We can only hope that this glorious moment, which won’t last long, maybe a few months or a year or two, will be something akin to what happened in the United States after World War II.

We should also see a spike in our understanding of epigenetics vis-à-vis viruses, the process used by our bodies to turn on and off genes in response to a disease like COVID-19. 2021 could be a hinge year for epigenetics, when this relatively new field might swing into becoming core to the development of newfangled vaccines and drugs that can trigger or stop epigenetic changes impacting everything from stress and trauma to other infectious diseases and cancer.

As the post-pandemic era nears its dawn, hopefully in the spring or summer of 2021, perhaps the most critical prediction is the historic window of opportunity that will open-up as the vaccines take hold and the lockdowns end. We can only hope that this glorious moment, which won’t last long, maybe a few months or a year or two, will be something akin to what happened in the United States after World War II. That’s when the hive-mind effort to defeat fascism ended with a massive recalibration of society to embrace science and to build a new world order—although we also got the Cold War. 
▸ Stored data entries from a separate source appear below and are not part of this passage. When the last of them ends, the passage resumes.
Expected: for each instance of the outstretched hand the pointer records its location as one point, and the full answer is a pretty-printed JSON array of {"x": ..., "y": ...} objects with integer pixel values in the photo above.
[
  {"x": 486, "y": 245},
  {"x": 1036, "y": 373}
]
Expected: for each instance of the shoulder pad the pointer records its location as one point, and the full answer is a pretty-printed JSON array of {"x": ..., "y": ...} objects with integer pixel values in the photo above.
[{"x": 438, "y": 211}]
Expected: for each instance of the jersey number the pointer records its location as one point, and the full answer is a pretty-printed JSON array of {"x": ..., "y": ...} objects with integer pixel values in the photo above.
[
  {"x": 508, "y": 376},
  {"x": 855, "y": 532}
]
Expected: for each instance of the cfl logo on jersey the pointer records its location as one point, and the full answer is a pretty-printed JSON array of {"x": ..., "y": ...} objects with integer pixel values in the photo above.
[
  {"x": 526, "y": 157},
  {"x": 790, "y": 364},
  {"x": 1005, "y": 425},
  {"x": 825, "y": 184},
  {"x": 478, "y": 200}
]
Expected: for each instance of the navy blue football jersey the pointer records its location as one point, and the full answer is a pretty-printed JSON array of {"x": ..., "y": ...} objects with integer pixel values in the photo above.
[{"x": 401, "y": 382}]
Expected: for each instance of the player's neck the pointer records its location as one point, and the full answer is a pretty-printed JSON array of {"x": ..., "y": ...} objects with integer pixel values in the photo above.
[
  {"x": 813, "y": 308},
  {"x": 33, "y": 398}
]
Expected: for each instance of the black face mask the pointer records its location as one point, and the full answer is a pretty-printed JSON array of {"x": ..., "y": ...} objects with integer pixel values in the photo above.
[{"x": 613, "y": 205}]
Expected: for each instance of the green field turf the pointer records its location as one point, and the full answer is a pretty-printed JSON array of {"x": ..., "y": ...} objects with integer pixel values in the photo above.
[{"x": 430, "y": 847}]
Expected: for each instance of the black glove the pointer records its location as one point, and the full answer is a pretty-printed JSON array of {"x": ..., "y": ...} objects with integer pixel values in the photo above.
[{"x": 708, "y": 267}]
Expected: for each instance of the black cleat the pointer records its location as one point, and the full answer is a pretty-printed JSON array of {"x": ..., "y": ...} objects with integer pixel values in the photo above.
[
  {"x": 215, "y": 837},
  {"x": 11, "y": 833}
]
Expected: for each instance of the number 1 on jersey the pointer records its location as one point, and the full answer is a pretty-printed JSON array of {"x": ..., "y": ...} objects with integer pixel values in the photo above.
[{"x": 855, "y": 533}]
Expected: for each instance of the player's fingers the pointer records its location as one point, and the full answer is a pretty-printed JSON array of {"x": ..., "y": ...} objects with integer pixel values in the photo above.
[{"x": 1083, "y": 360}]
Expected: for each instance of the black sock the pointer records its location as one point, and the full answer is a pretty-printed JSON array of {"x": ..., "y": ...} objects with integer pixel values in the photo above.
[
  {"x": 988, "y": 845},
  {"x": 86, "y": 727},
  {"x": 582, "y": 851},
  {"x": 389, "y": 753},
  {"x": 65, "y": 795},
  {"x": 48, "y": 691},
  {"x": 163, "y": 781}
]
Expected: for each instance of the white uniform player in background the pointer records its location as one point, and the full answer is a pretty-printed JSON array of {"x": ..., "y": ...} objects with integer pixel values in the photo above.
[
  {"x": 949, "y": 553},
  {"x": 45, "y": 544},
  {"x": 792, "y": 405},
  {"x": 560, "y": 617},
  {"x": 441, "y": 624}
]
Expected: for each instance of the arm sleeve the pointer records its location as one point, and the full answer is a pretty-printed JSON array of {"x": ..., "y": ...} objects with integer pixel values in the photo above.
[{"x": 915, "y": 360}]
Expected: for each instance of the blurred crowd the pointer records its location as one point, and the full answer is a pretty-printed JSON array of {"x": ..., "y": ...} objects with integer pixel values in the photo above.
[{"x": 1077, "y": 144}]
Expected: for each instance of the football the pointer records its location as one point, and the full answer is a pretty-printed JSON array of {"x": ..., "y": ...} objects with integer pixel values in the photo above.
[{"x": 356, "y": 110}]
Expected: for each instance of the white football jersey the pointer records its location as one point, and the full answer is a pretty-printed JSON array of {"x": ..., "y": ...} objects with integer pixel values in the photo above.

The end of the pandemic will be different. For one thing, we are not nearly as unified as we were in 1945, nor are our friends and foes so clearly defined as they were during that long-ago conflagration. But one could argue that the impact in terms of deaths from COVID-19 elevates this crisis to that long-ago calamity. By the time we receive the all clear, there may be more Americans who will have died of coronavirus than the number who died in World War I and World War II combined.

I suspect that the science of biomedicine—if the public believes that they were saved from COVID-19 by science—will in fact come roaring out of the pandemic poised for a surge in funding, innovation, and initiatives in fields ranging from synthetic biology and bionics to the use of AI and robotics in biomedicine, and more. But it’s equally possible that those pesky powerful interests that have long resisted change will nip this “pandemic spring” in the bud, reverting back to a fragmented and decentralized health care system, an academic and research establishment that tends to play it safe and keep discoveries close to the chest, and industries like big pharma that tend to focus on drugs with blockbuster profit potential over compelling human need.

This leaves us with the biggest uncertainty of all as 2021 dawns: Which way the hinge will swing in 2021. How will we apply the lessons of 2020 once we no longer have coronavirus as our sole obsession? Will we continue for the greater good with the hive mind, or revert to old, selfish aims and gimme mine?